Key areas of focus of the Secretary-General's Action for Peacekeeping Priorities on WPS include:
- ensuring full, equal, and meaningful participation of women in all stages of peace and political processes;
- systematically integrating a gender perspective into all stages of analysis, planning, implementation, and reporting; and
- increasing the number of civilian and uniformed women in peacekeeping at all levels, and in key positions.
The report also provides key statistics and cases studies for the various missions around the world, detailing the missions' progress in achieving the above WPS goals. For instance, regarding progress made over the 2023 year, women's leadership was strengthened, as was their meaningful participation in conflict prevention and resolution processes and mechanisms in the United Nations Organization Interim Security Force for Abyei (UNISFA). More specifically, two women were appointed to ministerial positions in local administrations. Women were also included among the signatories to the final communique of the Todach inter-communal peace dialogue in March. Twenty-eight women from Abyei also received training in early warning systems and were provided with communication and mobility tools for timely reporting and rapid response to become Early Warning Focal Points – now providing information on the gendered impacts of the situation on the ground.
Secondly, trust-building projects were implemented in the United Nations Mission in Kosovo (UNMIK) – largely by civil society organizations. These have focused on supporting gender-based violence (GBV) survivors, advocating for the provision of sustainable government services for victims, raising awareness on early marriage harms and other forms of violence against women and girls, and promoting tertiary education for economic empowerment. UNMIK also continued to support the construction of a sustainable shelter to safe house GBV survivors and at-risk women, girls, and children from all communities.

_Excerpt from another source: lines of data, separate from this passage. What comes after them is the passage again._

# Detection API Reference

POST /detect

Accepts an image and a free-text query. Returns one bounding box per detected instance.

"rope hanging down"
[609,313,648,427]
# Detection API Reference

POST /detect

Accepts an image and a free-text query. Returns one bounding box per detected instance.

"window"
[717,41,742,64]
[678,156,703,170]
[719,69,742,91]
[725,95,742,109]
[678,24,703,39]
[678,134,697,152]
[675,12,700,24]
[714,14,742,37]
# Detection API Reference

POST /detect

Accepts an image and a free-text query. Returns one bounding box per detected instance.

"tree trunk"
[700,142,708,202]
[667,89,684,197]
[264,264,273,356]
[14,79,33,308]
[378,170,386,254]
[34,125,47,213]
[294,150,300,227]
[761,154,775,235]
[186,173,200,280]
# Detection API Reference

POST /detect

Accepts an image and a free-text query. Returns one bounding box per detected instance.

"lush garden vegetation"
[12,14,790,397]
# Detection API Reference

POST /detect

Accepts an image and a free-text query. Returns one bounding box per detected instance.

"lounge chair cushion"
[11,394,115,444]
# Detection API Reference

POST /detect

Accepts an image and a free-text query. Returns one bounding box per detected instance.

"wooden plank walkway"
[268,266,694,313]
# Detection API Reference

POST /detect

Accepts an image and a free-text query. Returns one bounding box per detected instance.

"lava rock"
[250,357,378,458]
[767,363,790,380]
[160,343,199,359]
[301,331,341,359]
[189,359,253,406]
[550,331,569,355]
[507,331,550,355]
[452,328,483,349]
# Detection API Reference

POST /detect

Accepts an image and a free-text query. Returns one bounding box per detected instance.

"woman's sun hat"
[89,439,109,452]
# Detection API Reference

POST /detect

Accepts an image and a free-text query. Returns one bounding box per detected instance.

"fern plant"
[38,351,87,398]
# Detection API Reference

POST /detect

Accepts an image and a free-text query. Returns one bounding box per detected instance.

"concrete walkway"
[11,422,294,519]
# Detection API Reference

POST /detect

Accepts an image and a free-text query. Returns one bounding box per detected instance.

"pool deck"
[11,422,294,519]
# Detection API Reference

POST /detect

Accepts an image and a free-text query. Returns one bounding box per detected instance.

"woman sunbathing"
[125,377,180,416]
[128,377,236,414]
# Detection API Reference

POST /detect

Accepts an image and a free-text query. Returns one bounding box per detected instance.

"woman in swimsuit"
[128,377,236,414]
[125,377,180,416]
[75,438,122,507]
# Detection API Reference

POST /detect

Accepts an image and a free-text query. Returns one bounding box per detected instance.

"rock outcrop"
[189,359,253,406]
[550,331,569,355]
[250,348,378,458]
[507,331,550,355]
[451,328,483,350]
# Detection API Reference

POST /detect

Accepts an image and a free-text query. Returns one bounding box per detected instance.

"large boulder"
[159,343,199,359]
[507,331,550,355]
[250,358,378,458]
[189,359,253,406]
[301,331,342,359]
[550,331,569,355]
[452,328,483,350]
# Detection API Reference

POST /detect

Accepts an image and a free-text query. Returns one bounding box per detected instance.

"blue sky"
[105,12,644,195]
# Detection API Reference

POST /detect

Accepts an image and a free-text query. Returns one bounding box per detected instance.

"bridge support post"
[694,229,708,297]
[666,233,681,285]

In the United Nations Peacekeeping Force in Cyprus (UNFICYP), the mission facilitated 107 virtual and in-person intercommunal initiatives, meetings, and events with women’s civil society organizations and informal women’s groups, as well as with youth networks and the diplomatic community, aimed at strengthening women’s participation at all stages of the peace process and to support intercommunal trust-building.
Furthermore, the United Nations Multidimensional Integrated Stabilization Mission in the Central African Republic sensitized 720 women on the mutualized peace process across 12 localities in the regions. Similarly, the United Nations Mission in the Republic of South Sudan (UNMISS) and the Government of South Sudan hosted the first-ever International Conference on Women’s Transformational Leadership.
Lastly, the United Nations Organization Stabilization Mission in the Democratic Republic of Congo and UN agencies, together with local partners, advanced the implementation of a joint project to establish one-stop centers to provide judicial, medical, psychological support and economic empowerment to women survivors in 17 conflict-affected territories in the east of the country.